[A Popular History of France From The Earliest Times by Francois Pierre Guillaume Guizot]@TWC D-Link bookA Popular History of France From The Earliest Times CHAPTER XLVIII 77/143
"Once only, in the Cid, Corneille had abandoned himself unreservedly to the reality of passion; scared at what he might find in the weaknesses of the heart, he would no longer see aught but its strength.
He sought in man that which resists and not that which yields, thus giving his times the sublime pleasure of an enjoyment that can belong to nought but the human soul, a cherished proof of its noble origin and its glorious destiny, the pleasure of admiration, the appreciation of the beautiful and the great, the enthusiasm aroused by virtue.
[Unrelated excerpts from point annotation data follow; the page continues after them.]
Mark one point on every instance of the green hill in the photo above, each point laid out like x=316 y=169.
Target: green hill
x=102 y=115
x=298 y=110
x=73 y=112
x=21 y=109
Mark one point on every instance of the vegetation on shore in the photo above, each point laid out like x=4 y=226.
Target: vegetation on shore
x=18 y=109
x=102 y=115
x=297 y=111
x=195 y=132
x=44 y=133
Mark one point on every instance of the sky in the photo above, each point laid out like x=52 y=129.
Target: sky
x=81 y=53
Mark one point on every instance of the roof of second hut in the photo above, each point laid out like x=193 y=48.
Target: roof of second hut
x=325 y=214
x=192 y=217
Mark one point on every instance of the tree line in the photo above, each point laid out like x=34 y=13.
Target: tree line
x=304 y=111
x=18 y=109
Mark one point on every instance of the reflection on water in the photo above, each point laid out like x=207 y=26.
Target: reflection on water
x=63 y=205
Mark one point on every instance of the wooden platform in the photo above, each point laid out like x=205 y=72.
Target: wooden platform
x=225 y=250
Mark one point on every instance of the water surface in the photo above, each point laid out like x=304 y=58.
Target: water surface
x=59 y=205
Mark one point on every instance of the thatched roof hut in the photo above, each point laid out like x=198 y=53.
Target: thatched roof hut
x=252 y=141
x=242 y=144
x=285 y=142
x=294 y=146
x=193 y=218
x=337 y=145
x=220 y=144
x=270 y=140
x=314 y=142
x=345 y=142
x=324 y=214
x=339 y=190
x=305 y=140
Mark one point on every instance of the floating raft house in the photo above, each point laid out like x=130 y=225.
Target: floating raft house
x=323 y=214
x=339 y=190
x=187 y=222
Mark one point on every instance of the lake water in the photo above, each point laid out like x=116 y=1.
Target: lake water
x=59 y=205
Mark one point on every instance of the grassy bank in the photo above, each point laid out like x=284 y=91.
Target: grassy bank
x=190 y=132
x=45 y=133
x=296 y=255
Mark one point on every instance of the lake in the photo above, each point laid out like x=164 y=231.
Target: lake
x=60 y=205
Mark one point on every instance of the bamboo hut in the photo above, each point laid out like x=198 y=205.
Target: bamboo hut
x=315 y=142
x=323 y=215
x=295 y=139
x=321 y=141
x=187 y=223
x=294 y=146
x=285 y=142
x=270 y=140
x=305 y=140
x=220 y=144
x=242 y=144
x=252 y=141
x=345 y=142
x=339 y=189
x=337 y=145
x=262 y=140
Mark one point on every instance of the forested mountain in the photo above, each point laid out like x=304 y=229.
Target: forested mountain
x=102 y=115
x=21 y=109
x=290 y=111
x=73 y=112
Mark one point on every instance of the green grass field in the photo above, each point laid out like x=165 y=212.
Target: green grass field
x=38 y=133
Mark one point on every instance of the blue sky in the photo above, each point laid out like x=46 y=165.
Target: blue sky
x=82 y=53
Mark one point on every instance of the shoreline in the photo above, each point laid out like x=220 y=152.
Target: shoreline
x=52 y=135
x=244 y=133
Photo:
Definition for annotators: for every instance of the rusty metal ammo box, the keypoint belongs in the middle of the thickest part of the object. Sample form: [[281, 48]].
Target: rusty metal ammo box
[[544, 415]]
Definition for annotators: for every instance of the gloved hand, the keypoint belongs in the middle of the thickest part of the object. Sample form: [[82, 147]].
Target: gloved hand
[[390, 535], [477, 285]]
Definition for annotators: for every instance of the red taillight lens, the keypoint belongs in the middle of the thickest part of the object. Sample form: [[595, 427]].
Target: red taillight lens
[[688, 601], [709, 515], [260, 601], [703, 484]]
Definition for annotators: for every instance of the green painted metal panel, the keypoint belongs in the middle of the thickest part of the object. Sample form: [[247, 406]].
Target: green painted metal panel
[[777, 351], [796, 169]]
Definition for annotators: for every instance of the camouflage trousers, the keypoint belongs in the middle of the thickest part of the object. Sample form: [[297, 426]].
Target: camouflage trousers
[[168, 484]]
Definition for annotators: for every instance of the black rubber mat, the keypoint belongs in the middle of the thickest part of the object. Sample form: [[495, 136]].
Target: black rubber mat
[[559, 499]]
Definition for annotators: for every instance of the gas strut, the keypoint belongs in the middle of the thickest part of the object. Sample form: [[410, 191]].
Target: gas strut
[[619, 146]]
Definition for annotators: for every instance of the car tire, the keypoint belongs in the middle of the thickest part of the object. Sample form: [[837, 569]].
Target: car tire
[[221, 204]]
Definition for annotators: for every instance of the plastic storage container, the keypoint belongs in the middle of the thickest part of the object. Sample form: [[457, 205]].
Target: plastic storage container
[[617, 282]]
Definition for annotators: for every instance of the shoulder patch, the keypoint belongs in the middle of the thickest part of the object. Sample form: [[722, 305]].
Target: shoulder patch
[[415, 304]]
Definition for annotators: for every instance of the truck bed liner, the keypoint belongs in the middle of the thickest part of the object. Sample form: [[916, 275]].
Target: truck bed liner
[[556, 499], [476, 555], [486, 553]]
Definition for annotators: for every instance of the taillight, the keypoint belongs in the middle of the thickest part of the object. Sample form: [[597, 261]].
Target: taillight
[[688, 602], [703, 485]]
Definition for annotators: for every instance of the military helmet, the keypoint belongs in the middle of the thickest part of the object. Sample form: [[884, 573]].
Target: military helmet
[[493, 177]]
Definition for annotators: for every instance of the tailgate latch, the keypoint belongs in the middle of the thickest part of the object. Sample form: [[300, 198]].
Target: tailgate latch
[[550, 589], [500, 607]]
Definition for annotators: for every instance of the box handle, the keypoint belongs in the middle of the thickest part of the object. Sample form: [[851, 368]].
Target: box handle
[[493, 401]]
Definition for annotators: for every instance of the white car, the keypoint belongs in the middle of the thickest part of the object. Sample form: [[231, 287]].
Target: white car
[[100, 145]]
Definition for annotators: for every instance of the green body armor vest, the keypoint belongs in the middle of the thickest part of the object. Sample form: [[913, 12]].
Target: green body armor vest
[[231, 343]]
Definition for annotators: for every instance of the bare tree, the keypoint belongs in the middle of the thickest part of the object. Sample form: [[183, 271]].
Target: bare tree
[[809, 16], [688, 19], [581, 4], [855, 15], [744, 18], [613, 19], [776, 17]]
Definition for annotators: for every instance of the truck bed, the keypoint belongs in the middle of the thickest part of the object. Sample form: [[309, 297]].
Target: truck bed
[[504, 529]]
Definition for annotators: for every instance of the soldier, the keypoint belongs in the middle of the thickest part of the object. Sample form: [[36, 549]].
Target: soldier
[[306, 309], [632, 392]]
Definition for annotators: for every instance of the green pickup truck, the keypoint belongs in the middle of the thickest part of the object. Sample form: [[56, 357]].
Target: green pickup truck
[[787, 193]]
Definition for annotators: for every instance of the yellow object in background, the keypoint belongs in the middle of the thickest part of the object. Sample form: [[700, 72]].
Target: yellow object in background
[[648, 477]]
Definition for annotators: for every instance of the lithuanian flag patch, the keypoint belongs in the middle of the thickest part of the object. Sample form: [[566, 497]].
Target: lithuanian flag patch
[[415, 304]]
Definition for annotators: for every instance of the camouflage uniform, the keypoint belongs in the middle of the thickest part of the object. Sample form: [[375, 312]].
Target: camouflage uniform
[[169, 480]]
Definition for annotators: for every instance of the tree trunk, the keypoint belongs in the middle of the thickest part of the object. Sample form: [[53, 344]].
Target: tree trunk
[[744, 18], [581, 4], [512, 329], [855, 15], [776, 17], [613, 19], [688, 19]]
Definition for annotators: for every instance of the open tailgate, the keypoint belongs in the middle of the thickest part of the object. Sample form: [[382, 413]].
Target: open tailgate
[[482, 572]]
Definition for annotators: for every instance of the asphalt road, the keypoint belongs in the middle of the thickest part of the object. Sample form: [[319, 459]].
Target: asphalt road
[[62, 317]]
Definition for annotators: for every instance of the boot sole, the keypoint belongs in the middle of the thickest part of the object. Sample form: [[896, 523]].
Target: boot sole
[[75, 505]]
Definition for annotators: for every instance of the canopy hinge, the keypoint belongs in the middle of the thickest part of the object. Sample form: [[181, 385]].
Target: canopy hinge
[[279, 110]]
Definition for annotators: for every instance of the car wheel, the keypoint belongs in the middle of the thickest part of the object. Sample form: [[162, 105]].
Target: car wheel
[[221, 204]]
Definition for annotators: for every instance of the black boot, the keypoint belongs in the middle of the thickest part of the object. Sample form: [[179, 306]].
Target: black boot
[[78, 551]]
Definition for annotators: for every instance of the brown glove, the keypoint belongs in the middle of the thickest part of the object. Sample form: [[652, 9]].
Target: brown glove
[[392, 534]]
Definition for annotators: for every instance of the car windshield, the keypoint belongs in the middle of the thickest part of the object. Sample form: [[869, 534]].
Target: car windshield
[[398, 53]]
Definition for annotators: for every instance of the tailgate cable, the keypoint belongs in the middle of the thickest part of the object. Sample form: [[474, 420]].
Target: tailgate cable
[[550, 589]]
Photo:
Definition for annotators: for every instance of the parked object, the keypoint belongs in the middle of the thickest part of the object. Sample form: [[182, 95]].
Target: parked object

He moves us at sight of a masterpiece, thrills us at the sound of a noble deed, enchants us at the bare idea of a virtue which three thousand years have forever separated from us." (_Corneille et son temps,_ by M.Guizot.) Every other thought, every other prepossession, are strangers to the poet; his personages represent heroic passions which they follow out without swerving and without suffering themselves to be shackled by the notions of a morality which is still far from fixed and often in conflict with the interests and obligations of parties, thus remaining perfectly of his own time and his own country, all the while that he is describing Greeks, or Romans, or Spaniards. [Illustration: Corneille reading to Louis XIV .-- --642] There is no pleasure in tracing the decadence of a great genius. Corneille wrote for a long while without success, attributing his repeated rebuffs to his old age, the influence of fashion, the capricious taste of the generation for young people; he thought himself neglected, appealing to the king himself, who had ordered _Cinna_ and _Pompee_ to be played at court:-- "Go on; the latest born have naught degenerate, Naught have they which would stamp them illegitimate They, miserable fate! were smothered at the birth, And one kind glance of yours would bring them back to earth; The people and the court, I grant you, cry them down; I have, or else they think I have, too feeble grown; I've written far too long to write so well again; The wrinkles on the brow reach even to the brain; But counter to this vote how many could I raise, If to my latest works you should vouchsafe your praise! How soon so kind a grace, so potent to constrain, Would court and people both win back to me again! 'So Sophocles of yore at Athens was the rage, So boiled his ancient blood at five-score years of age,' Would they to Envy cry, 'when OEdipus at bay Before his judges stood, and bore the votes away.'" Posterity has done for Corneille more than Louis XIV.
could have done: it has left in oblivion _Agesilas, Attila, Titus,_ and _Pulcherie;_ it preserved the memory of the triumphs only.
The poet was accustomed to say with a smile, when he was reproached with his slowness and emptiness in conversation, "I am Peter Corneille all the same." The world has passed similar judgment on his works; in spite of the rebuffs of his latter years, he has remained "the great Corneille." When he died, in 1684, Racine, elected by the Academy in 1673, found himself on the point of becoming its director; he claimed the honor of presiding at the obsequies of Corneille.